1

TL;DR: What's the fastest/most memory efficient way to convert all factor columns in a data.table to character columns?

To preface this, I have a suspicion that this question may be answered elsewhere I'm struggling to find anything definitive, so if anyone can point me in the right direction I'd appreciate that equally as much as an exhaustive answer.

I frequently need to convert all data.table factor columns to character columns.

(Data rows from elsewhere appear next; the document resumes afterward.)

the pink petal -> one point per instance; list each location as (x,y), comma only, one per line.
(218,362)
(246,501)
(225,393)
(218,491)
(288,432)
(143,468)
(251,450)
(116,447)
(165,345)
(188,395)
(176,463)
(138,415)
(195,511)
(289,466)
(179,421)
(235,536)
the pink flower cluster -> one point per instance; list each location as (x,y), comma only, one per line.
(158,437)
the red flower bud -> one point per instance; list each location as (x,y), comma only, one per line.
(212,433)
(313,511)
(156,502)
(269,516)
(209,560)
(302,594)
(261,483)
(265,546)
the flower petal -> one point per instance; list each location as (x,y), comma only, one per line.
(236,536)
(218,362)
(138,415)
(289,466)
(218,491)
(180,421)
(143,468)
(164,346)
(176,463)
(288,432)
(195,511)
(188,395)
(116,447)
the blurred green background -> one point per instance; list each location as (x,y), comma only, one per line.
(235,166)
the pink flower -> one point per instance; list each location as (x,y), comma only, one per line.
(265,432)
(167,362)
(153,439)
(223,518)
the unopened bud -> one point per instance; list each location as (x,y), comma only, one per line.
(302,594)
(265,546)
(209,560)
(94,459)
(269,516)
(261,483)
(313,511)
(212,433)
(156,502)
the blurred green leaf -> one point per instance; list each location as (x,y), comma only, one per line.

Having seen Matt Dowle suggest using set for this very task like in the comment on this answer, I had assumed that that was the fastest/most efficient manner.

However, when I did some testing, I was surprised by the results. Methodology is as follows:

Test Data Generation

library(data.table)
set.seed(1234)

## Create a vector of 1 million 4 character strings
## with 456,976 possible unique values 
DiverseSize <- 1e6
Diverse <- paste0(sample(LETTERS,DiverseSize,replace = TRUE),
                  sample(letters,DiverseSize,replace = TRUE),
                  sample(letters,DiverseSize,replace = TRUE),
                  sample(letters,DiverseSize,replace = TRUE))

## Create a vector of 10 million single character strings
## with 26 possible unique values
CommonSize  <- 1e7
Common <-  sample(LETTERS,CommonSize,replace = TRUE)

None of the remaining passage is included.